Mais il existe aussi quelques différences ou incohérences entre le dessin et le linge.

Résumons :
Correspondance codex/linceul :
- Christ entièrement nu.
- Poignets croisés qui cache le pubis.
- Doigts longs avec absence des pouces.
- 2 séries de ronds pouvant représenter les brûlures du linceul de Turin dont une série à la même forme en “L”.
- Représentation de l’armure en chevron du linceul.

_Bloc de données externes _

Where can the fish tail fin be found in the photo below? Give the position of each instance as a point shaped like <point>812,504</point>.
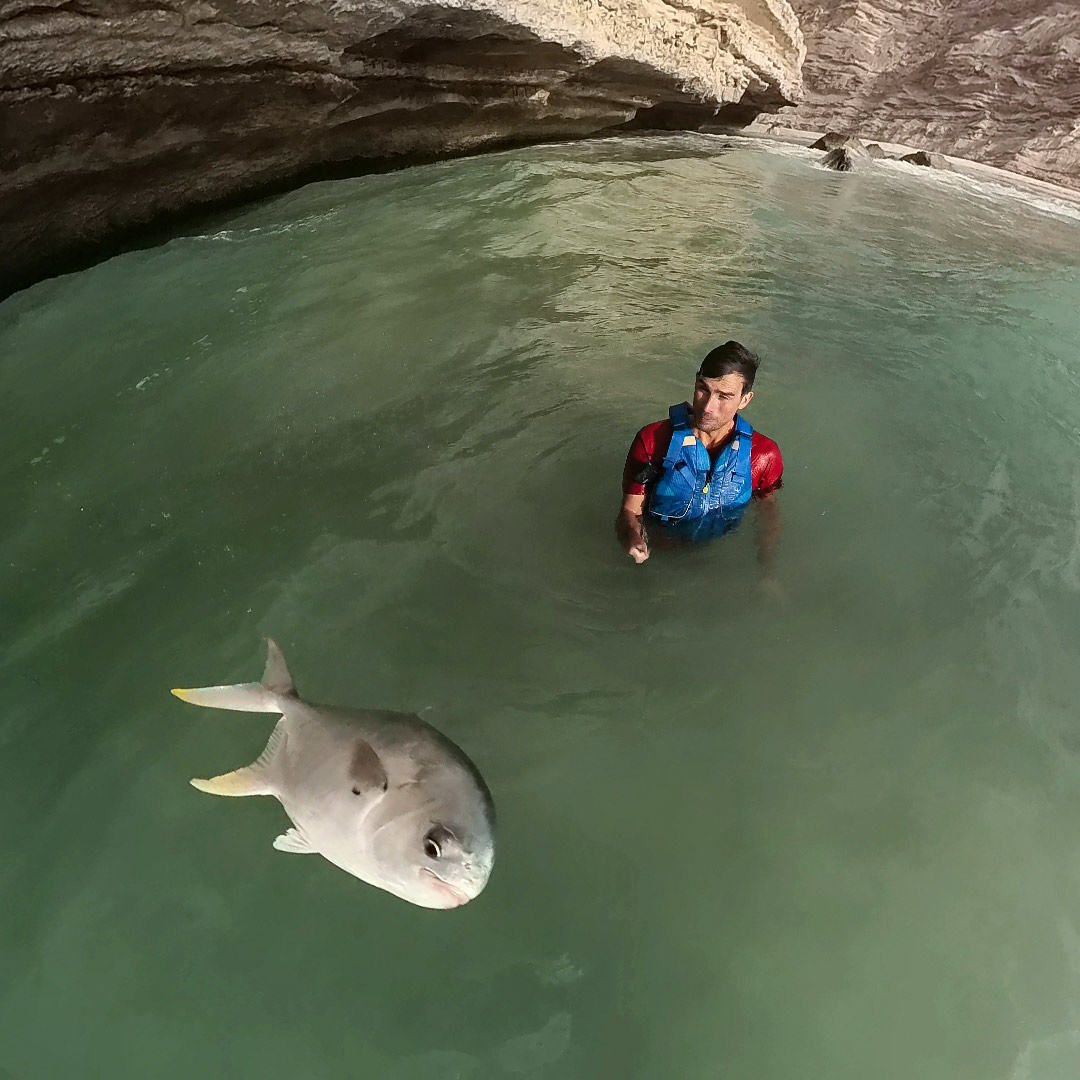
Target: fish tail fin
<point>246,781</point>
<point>254,779</point>
<point>262,697</point>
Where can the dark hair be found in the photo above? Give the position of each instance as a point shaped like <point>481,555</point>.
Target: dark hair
<point>730,359</point>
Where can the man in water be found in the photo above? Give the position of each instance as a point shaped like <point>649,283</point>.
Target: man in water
<point>693,474</point>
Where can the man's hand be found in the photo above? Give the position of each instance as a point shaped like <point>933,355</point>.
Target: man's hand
<point>631,528</point>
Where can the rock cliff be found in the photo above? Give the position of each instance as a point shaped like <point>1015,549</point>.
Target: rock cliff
<point>998,81</point>
<point>117,112</point>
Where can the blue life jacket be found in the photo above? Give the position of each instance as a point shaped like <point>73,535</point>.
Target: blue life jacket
<point>692,488</point>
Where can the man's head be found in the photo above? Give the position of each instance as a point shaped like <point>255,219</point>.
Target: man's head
<point>723,386</point>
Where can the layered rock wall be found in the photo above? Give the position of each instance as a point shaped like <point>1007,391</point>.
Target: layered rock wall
<point>115,112</point>
<point>998,81</point>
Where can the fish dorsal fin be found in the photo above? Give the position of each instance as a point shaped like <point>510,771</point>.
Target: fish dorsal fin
<point>366,770</point>
<point>274,744</point>
<point>251,780</point>
<point>275,676</point>
<point>295,842</point>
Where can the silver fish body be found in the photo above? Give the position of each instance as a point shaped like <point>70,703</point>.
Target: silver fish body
<point>382,795</point>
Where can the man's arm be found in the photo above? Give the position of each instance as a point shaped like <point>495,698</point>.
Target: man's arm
<point>767,531</point>
<point>630,528</point>
<point>637,474</point>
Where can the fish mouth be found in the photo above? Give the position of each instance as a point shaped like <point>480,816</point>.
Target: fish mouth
<point>451,895</point>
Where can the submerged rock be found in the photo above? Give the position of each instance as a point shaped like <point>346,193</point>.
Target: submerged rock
<point>118,111</point>
<point>846,159</point>
<point>834,140</point>
<point>929,160</point>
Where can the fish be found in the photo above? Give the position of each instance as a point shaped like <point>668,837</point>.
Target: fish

Différence codex/linceul :
- Sur une des miniatures, le linceul où se trouve le corps du Christ n’est pas représenté avec l’armure en chevron.
(mais ce qui est mis en avant c’est le corps et non le linceul).
- Le corps du Christ sur le codex de Pray n’est pas ensanglanté
- Une des séries de ronds sur le codex représentent un “P” alors que sur le linceul il n’y a pas clairement de brûlures en forme de “P”. De plus il y a 4 séries de brûlures sur le linceul et 2 seulement sont représentées sur le codex.
- Sur le codex, le linceul qui est dessiné n’a pas “l’image” du corps imprimé dessus.

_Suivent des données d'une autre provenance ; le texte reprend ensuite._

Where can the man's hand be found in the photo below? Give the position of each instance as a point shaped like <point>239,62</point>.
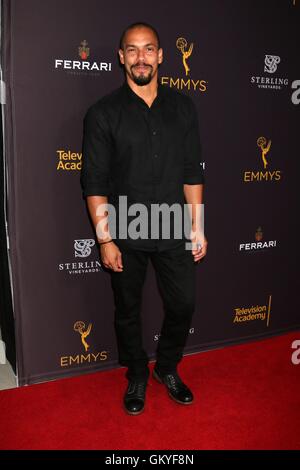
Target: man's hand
<point>111,256</point>
<point>199,245</point>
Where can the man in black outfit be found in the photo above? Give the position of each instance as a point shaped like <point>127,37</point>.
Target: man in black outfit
<point>142,141</point>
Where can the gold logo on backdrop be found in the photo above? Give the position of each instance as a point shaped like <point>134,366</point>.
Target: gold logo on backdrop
<point>83,50</point>
<point>258,234</point>
<point>264,174</point>
<point>182,45</point>
<point>79,326</point>
<point>265,148</point>
<point>245,315</point>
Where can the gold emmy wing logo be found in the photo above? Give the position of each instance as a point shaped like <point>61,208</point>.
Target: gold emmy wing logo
<point>182,45</point>
<point>79,327</point>
<point>83,50</point>
<point>265,147</point>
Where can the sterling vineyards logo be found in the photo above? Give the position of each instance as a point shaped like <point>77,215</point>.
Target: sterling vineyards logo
<point>82,249</point>
<point>82,66</point>
<point>269,81</point>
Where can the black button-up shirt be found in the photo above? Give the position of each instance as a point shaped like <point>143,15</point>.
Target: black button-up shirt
<point>146,154</point>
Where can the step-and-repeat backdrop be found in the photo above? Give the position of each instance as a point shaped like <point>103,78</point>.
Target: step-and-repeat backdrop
<point>239,62</point>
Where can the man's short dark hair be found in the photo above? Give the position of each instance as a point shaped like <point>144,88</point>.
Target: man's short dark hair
<point>139,24</point>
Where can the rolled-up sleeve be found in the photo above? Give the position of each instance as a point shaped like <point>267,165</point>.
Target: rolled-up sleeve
<point>96,155</point>
<point>193,171</point>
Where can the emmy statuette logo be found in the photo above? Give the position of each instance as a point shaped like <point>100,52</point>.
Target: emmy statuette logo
<point>265,148</point>
<point>79,327</point>
<point>182,45</point>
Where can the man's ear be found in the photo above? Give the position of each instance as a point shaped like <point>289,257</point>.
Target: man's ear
<point>160,55</point>
<point>121,55</point>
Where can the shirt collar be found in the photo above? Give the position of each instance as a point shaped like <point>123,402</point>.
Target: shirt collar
<point>133,97</point>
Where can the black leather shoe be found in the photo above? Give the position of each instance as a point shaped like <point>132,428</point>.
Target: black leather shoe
<point>177,390</point>
<point>134,398</point>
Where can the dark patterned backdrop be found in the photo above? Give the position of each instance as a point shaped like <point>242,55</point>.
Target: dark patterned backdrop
<point>243,74</point>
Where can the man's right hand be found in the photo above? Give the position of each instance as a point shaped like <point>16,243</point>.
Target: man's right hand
<point>111,256</point>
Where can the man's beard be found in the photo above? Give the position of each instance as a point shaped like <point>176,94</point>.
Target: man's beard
<point>141,80</point>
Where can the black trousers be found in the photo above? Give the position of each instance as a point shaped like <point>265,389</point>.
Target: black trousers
<point>175,275</point>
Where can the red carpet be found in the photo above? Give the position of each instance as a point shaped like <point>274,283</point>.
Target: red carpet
<point>247,397</point>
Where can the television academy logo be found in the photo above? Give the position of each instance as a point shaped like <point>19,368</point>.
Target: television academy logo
<point>68,161</point>
<point>87,357</point>
<point>254,313</point>
<point>258,245</point>
<point>187,83</point>
<point>82,249</point>
<point>266,174</point>
<point>83,65</point>
<point>268,82</point>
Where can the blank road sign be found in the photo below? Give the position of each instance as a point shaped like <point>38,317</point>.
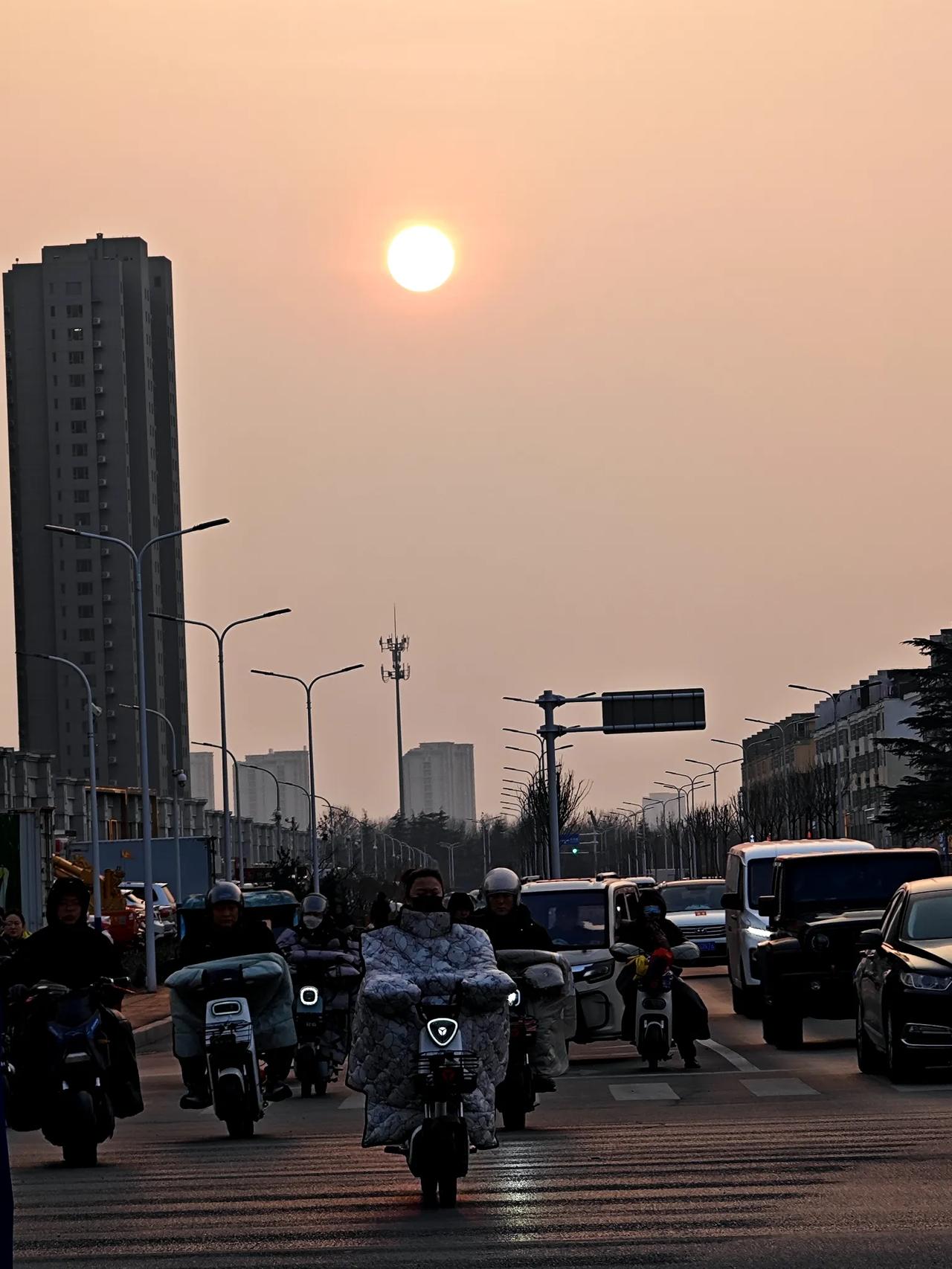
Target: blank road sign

Je crois qu’il est difficile de se mettre à la place de celui qui a dessiné ces différentes miniatures et il serait peut-être plus prudent de ne faire que des constatations sans vouloir interpréter dans un sens ou dans l’autre chaque détail. Je vois donc trois possibilités pour interpréter ces différentes miniatures dans leur ensemble : le dessinateur avait eu le linceul de Turin sous les yeux et l’a reproduit plus tard avec nombre de détails comme on l’a vu.
Les différences pourraient simplement s’expliquer par le défaut de mémoire. Il a pu aussi, et ce n’est pas contradictoire avec ce qui précède s’être “inspiré” du linceul pour illustrer la passion et la résurrection du Christ en ne reproduisant que quelques détails (trous, armure en chevron). Son but n’était pas de reproduire le linceul sur ces dessins mais de l’insérer dans une « mise au tombeau ». Le dessinateur s’inscrit dans une tradition picturale de son époque et il n’y a pas de lien avec le linceul.

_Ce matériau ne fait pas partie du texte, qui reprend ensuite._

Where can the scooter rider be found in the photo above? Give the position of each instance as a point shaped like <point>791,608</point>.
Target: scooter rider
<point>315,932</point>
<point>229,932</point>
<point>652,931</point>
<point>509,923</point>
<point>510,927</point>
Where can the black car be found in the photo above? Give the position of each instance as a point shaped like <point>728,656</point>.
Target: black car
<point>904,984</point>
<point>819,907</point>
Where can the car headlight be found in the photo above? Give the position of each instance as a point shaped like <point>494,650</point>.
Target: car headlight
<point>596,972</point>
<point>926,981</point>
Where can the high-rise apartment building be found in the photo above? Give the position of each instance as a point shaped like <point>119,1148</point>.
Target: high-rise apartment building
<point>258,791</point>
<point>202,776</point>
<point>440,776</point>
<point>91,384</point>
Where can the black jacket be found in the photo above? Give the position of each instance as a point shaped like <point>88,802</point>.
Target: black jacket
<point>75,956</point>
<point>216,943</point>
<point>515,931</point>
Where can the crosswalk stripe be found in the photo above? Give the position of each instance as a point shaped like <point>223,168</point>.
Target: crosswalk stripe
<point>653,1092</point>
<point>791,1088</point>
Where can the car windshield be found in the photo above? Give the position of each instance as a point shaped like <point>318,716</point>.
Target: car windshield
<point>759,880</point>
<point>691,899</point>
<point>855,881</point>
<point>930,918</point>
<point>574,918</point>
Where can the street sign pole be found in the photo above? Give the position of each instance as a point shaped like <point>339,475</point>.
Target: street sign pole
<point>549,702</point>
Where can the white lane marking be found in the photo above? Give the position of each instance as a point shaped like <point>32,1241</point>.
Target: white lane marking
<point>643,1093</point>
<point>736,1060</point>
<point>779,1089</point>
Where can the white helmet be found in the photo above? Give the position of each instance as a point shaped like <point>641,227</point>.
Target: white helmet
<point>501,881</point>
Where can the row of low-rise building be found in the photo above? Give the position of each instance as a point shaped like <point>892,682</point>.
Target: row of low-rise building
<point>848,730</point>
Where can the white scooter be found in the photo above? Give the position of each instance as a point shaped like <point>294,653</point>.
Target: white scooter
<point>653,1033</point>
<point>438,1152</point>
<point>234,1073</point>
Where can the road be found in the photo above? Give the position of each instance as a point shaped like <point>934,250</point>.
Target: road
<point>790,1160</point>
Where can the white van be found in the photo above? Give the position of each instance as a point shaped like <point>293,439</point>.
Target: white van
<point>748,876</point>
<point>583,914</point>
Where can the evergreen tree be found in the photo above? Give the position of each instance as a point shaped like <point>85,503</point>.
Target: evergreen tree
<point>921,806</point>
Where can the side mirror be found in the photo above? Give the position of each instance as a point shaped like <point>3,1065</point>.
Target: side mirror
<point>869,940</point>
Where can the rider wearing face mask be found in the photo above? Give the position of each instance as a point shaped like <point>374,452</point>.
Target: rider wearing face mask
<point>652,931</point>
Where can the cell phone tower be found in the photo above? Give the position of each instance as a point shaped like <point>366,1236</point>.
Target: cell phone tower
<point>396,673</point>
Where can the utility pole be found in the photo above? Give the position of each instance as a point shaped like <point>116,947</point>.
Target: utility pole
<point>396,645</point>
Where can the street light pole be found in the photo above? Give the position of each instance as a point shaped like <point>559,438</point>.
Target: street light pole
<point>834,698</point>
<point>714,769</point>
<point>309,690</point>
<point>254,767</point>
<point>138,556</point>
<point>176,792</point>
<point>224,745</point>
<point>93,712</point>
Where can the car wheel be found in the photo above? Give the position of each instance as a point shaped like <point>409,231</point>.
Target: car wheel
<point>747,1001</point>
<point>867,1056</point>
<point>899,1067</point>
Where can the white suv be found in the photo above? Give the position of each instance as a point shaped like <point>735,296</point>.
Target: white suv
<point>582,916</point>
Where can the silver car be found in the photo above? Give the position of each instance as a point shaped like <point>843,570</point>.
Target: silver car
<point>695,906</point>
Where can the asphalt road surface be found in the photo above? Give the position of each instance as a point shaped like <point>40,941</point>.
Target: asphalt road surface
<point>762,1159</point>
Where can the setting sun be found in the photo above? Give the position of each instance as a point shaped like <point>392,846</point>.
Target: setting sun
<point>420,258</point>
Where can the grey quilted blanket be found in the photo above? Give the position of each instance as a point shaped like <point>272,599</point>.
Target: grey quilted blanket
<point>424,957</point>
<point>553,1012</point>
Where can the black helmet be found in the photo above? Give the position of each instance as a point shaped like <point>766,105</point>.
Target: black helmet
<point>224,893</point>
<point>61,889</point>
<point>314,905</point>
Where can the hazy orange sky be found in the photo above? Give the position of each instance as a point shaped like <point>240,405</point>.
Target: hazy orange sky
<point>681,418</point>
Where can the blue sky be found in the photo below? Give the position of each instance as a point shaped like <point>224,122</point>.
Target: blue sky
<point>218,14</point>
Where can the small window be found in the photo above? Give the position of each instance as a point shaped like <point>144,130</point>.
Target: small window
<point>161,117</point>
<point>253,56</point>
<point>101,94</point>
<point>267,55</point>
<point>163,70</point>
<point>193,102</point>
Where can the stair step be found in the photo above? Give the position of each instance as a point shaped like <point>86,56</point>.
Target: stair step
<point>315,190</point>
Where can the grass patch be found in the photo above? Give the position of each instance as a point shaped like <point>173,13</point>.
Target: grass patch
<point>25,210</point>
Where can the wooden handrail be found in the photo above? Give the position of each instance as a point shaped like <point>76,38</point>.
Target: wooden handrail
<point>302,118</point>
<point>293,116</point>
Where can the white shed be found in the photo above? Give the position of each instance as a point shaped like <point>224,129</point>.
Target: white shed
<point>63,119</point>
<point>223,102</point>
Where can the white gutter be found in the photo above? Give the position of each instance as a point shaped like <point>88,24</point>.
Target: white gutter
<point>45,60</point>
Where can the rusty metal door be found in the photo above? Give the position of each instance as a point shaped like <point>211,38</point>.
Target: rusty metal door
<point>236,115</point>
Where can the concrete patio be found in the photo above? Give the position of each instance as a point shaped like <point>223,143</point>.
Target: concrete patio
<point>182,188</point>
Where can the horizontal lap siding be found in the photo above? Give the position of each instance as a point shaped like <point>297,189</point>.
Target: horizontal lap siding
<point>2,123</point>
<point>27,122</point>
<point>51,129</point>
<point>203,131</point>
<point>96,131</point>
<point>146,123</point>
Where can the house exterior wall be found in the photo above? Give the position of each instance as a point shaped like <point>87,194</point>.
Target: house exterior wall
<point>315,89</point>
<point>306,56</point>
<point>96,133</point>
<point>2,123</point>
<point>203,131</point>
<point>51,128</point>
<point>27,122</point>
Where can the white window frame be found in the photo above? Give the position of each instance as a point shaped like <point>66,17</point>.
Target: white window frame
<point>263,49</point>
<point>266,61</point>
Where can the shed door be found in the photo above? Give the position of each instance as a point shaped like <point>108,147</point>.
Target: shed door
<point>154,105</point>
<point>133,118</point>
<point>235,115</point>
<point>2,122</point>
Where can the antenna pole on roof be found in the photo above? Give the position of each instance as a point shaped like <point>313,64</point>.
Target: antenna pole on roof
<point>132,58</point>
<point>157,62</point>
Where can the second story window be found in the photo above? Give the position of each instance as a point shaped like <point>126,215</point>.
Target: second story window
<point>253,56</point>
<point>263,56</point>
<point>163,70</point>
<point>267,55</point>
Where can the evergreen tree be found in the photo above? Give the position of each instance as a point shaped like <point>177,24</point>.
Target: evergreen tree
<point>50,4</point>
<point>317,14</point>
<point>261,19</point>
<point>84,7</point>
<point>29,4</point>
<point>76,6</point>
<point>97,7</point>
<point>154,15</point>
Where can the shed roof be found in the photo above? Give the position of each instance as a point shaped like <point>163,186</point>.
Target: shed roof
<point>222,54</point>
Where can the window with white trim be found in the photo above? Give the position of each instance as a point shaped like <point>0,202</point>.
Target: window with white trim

Personnellement, les points communs très particuliers avec le linceul (trous, armure en chevron, Christ entièrement nu) ainsi que l’insertion du « linceul » dans une scène beaucoup plus large, me font pencher vers la deuxième hypothèse.

Il faut savoir que ce codex renferme plusieurs dessins retraçant la passion et la résurrection du Christ. Ce qui le rend remarquable par rapport à d’autres peintures de son époque ce n’est pas la correspondance de chaque détail avec le linceul de Turin car certains se retrouvent dans d’autres représentations, mais c’est bien le nombre de ces détails et le fait que l’on ne trouve pas de raison artistique évidente à certains d’entre eux.

Références :

1 - La sindonologie du latin “sindon” qui veut dire linceul, est la discipline qui rassemble toutes les personnes qui étudient le linceul de Turin et qui pour la plupart estiment que ce linge est celui de Jésus de Nazareth.
2 - On peut voir à Berzé-la-Ville, dans la chapelle des moines de Cluny, une représentation du martyre de Saint Vincent où il est peint allongé, nu, dans une position non naturelle, les poignets croisés sur le bas du ventre et une main cache son sexe. Cette fresque date du XIIe siècle.
3 - Jean Lévêque et René Pugeaut, Le Saint-Suaire revisité, Éditions du Jubilé, 2003.